Tras tantos días concentrado en un trabajo absorvente, no se me ocurre nada mejor que ofrecer una contraposición (que no oposición). Donde reinó la imágen, ahora la palabra, donde la participación y la muchedumbre, ahora la reflexión íntima.

La poesía también puede ser un vehículo de la memoria, como esta de 1959 publicada en Pliegos de Cordel de J.M. Caballero Bonald. 

 

APRENDIENDO A VER CLARO

1

Fueron haciendo un corro
alrededor del muro cuarteado

y llamaban a gritos, no sé a quién
todavía, volviéndose un momento
hacia el chaflán antes de deslizarse
entre los abatidos postes
de la cerca.
Lo recuerdo
despacio: no podría
olvidarme jamás de aquella voz
mojada de lujuria,
de aquellos broncos brazos aferrados
al pilar de las bardas,
de aquel mirar vidrioso
prendido en el alféizar.

Vienen por Rosa ( oí
que susurraban), vienen sólo
por ella.

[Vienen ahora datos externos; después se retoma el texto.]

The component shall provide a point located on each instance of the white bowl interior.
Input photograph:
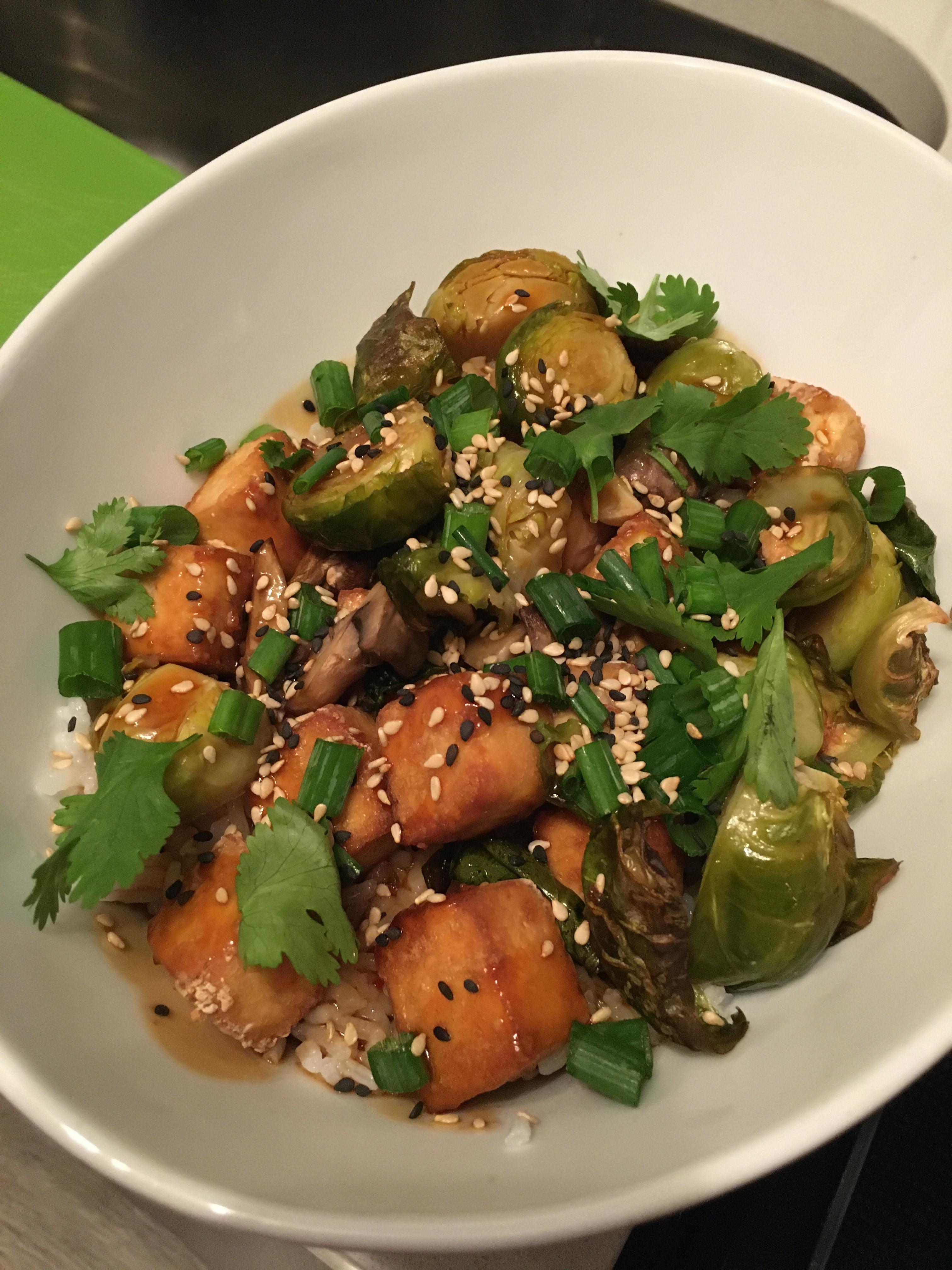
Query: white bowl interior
(828, 238)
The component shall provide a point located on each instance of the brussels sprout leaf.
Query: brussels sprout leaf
(108, 835)
(770, 727)
(724, 441)
(96, 572)
(289, 891)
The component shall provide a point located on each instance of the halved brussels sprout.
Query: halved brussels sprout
(539, 381)
(402, 348)
(526, 539)
(398, 489)
(823, 503)
(894, 672)
(405, 576)
(480, 301)
(707, 364)
(775, 886)
(195, 784)
(846, 621)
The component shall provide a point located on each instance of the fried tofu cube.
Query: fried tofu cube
(498, 939)
(365, 816)
(202, 634)
(197, 944)
(496, 778)
(238, 506)
(567, 836)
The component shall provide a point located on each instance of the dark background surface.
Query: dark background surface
(187, 81)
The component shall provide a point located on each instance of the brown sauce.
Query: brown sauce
(199, 1046)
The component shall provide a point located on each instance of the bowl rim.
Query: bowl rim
(796, 1136)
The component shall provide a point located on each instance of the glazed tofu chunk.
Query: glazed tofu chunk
(502, 940)
(197, 944)
(200, 596)
(239, 506)
(452, 775)
(365, 816)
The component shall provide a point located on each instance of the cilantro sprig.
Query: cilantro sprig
(101, 571)
(108, 835)
(673, 306)
(289, 892)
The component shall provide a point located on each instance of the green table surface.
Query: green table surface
(65, 185)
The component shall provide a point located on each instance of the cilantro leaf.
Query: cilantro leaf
(108, 835)
(724, 441)
(755, 596)
(287, 873)
(770, 727)
(97, 571)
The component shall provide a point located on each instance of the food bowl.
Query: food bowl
(828, 237)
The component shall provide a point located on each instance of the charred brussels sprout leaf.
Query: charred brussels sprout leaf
(640, 929)
(402, 350)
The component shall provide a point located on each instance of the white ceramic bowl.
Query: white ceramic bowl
(828, 238)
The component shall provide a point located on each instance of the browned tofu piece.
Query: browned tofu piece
(223, 580)
(365, 816)
(492, 936)
(497, 776)
(197, 944)
(221, 505)
(567, 836)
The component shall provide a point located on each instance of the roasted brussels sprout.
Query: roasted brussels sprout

Y ya
todo fue como un trueno
alrededor del cuarto. (Nadie
vendrá por ti, mi guardadora
paciencia, delantal
de mi infancia.) Escuché
desde el fondo los golpes,
el jadear del techo
de cañizo, la terrible espesura
del grito en la mordaza.
¿Quién
entre aquellas siniestras
figuras de guiñol
me equivocó los años de estar solo?

Octubre colegial del 37,
ya sin la vigilancia
doméstica de Rosa
en los balcones, cuántas veces
pregunté por su risa, fui acercándome

en vano a su escondite de calor,
adiviné los símbolos
impuros, compartí en la cocina
el papel del que vela…

2

Miro con los ojos de entonces
el zaguán en declive
del prostíbulo, a medias
columbrado desde la penumbrosa
esquina. Alguien
vomitaba en la jamba mientras
cantaban los demás un himno
de victoria, golpeando con furia
en el postigo. 

Bajo el verdín
de la cornisa, entre las sombras
aledañas, sentí por vez primera
el miedo de enfrentarme
a un enemigo, me asigné
en la contienda el puesto
de vigía, acompasé mis años
al movimiento hostil de aquellas otras
figuras de guiñol.

En el dintel
se recortó un momento el rostro
taciturno de Rosa
como en una película quemada,
con un brumoso fondo
de fusiles, carnes de tinte
sepia y gorros de soldados.

Cuando, al cabo del tiempo, quise
cotejar de una vez con mi experiencia
la deserción de Rosa y la encontré
desnuda y sin saber,
supe
que de verdad habíamos perdido
.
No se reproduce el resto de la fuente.